While beer is most certainly undergoing a revolution in these parts, craft distillers are doing their bit to make sure that top-notch spirits are also there to cater for our increasingly discerning tastebuds. Doing a darn fine job of it are these Waterford wonders, who’ve impressed all and sundry with their stunning gin, which is collecting plaudits and prizes by the truckload. Taking inspiration – and, indeed, their name – from the locality, pure spirit and soft local water are combined with fresh botanicals imported to Waterford in the 19th century. The result is a startling drink that will open your eyes to just what a lovingly crafted gin can taste like. Already established as our favourite partner to tonic, it’s now joined by two new ventures – a pot-still vodka, along with a juniper casked gin that raises flavours to whole new levels. That gin in Ireland will never be the same is as clear as the spirit itself.

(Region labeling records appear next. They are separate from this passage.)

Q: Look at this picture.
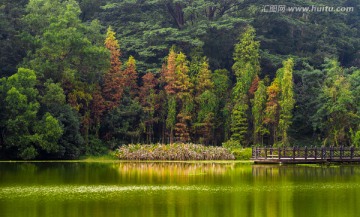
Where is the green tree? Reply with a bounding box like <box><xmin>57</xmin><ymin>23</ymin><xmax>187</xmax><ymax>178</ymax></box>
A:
<box><xmin>4</xmin><ymin>68</ymin><xmax>63</xmax><ymax>159</ymax></box>
<box><xmin>252</xmin><ymin>81</ymin><xmax>267</xmax><ymax>145</ymax></box>
<box><xmin>194</xmin><ymin>60</ymin><xmax>218</xmax><ymax>144</ymax></box>
<box><xmin>231</xmin><ymin>27</ymin><xmax>260</xmax><ymax>145</ymax></box>
<box><xmin>314</xmin><ymin>60</ymin><xmax>359</xmax><ymax>146</ymax></box>
<box><xmin>279</xmin><ymin>59</ymin><xmax>295</xmax><ymax>145</ymax></box>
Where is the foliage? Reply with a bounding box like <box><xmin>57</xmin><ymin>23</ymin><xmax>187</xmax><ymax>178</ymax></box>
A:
<box><xmin>0</xmin><ymin>0</ymin><xmax>360</xmax><ymax>159</ymax></box>
<box><xmin>115</xmin><ymin>143</ymin><xmax>235</xmax><ymax>160</ymax></box>
<box><xmin>231</xmin><ymin>148</ymin><xmax>252</xmax><ymax>160</ymax></box>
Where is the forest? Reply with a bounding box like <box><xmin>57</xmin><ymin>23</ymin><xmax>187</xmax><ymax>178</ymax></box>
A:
<box><xmin>0</xmin><ymin>0</ymin><xmax>360</xmax><ymax>160</ymax></box>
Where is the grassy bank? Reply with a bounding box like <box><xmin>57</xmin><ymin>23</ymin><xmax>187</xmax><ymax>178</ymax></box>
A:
<box><xmin>115</xmin><ymin>143</ymin><xmax>235</xmax><ymax>161</ymax></box>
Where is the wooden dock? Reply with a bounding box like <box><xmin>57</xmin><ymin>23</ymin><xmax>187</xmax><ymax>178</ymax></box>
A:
<box><xmin>252</xmin><ymin>146</ymin><xmax>360</xmax><ymax>164</ymax></box>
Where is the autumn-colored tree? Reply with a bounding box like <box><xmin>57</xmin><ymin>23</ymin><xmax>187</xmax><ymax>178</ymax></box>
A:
<box><xmin>249</xmin><ymin>75</ymin><xmax>260</xmax><ymax>99</ymax></box>
<box><xmin>139</xmin><ymin>72</ymin><xmax>160</xmax><ymax>143</ymax></box>
<box><xmin>121</xmin><ymin>56</ymin><xmax>139</xmax><ymax>98</ymax></box>
<box><xmin>162</xmin><ymin>49</ymin><xmax>177</xmax><ymax>95</ymax></box>
<box><xmin>103</xmin><ymin>27</ymin><xmax>124</xmax><ymax>110</ymax></box>
<box><xmin>161</xmin><ymin>48</ymin><xmax>177</xmax><ymax>144</ymax></box>
<box><xmin>91</xmin><ymin>85</ymin><xmax>106</xmax><ymax>137</ymax></box>
<box><xmin>175</xmin><ymin>52</ymin><xmax>194</xmax><ymax>142</ymax></box>
<box><xmin>195</xmin><ymin>60</ymin><xmax>214</xmax><ymax>93</ymax></box>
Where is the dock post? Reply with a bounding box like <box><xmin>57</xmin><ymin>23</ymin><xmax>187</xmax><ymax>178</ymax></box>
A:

Muldoon Irish Whiskey Liqueur

Tel: (086) 843 0351

Having picked up its share of medals over the past year or two, there’s many the palate that has been tickled by the distinctive taste of Muldoon Irish Whiskey Liqueur. Made with nothing but the finest whiskey around, it boasts a luxurious flavour packed with toffee and hazelnut. Like fellow Waterford product John O’Shea, versatility is the name of the game – whether over ice, as part of a cocktail, in a hot whiskey or even as a shot, there’s no situation in which it fails to impress. Not content with that, the team have also turned their hand to gin – with equally successful results. Winner of the Best Irish Gin gong at the Irish Whiskey Awards, their Thin Gin is loaded with botanicals and has a zesty citrus bite to finish. We reckon there’s lots more to come to come from Muldoon Irish Whiskey Liqueur in 2016 – and we’ll certainly drink to that!


Wicklow Wolf Brewing Co.

Tel: (087) 616 4172

While Hozier, Wyvern Lingo, Roisin Murphy and co. continue to make their imprint on Irish music, the craft beer scene could also soon be dominated by the Garden County. Wicklow Wolf Brewing Co’s regular output – including a 4.8% ABV Black Perle Porter with a complex malty, chocolatey body that rightly bowled us over – is constantly complemented by specialties and seasonal brews. They like to keep their brewmaster busy, it seems! Among the treats arriving just in time for Christmas are the Irish Pale Ale Locavore, and A Beer Called Rwanda, a collaboration with the good folk at Java Republic. The result is a Coffee Brown Ale that weighs in at 5.1% ABV and packs an incredible amount of taste, perfect for the winter nights ahead. With all manner of masterplans and future projects in the pipeline, don’t be surprised to see this rapidly expanding brewery continue its upward trajectory in the 12 months ahead.


Tel: (01) 451 5544

Family run since 1933, Molloy’s was the first off-licence in Ireland – and they continue to break new ground today. With ten shops located around Dublin, they are major players in the craft beer revolution, boasting one of the largest ranges of tipples in the country. In their stores are more than 400 different types to choose from, with latest additions and limited editions barely off the production line before they land on Molloy’s shelves. There’s also a selection of gift packs specially created for Christmas – perfect for those looking to try some different combinations throughout the festive season!


Franciscan Well Brewery

14 N Mall, Co. Cork
Tel: (021) 439 3434

A standard bearer for brewing in Ireland, it’s little surprise that the Leeside lot continue to pave the way to bigger and better things. The last 12 months saw their Summer Saison named the World’s Best Seasonal Pale Ale at the World Beer Awards; with silverware earned by plenty of their other efforts too, their home could be in danger of subsiding as the loot builds. Not ones to rest on their laurels, the coming months will see more collaboration with Jameson – which has already produced a staggering barrel-aged stout, as well as the stunning Caskmates whiskey – and more exciting adventures at the cutting edge of brewing. And while their wares are by now available the length and breadth of the nation, nothing beats popping in to HQ and sampling one of their finest in the heart of the Rebel City.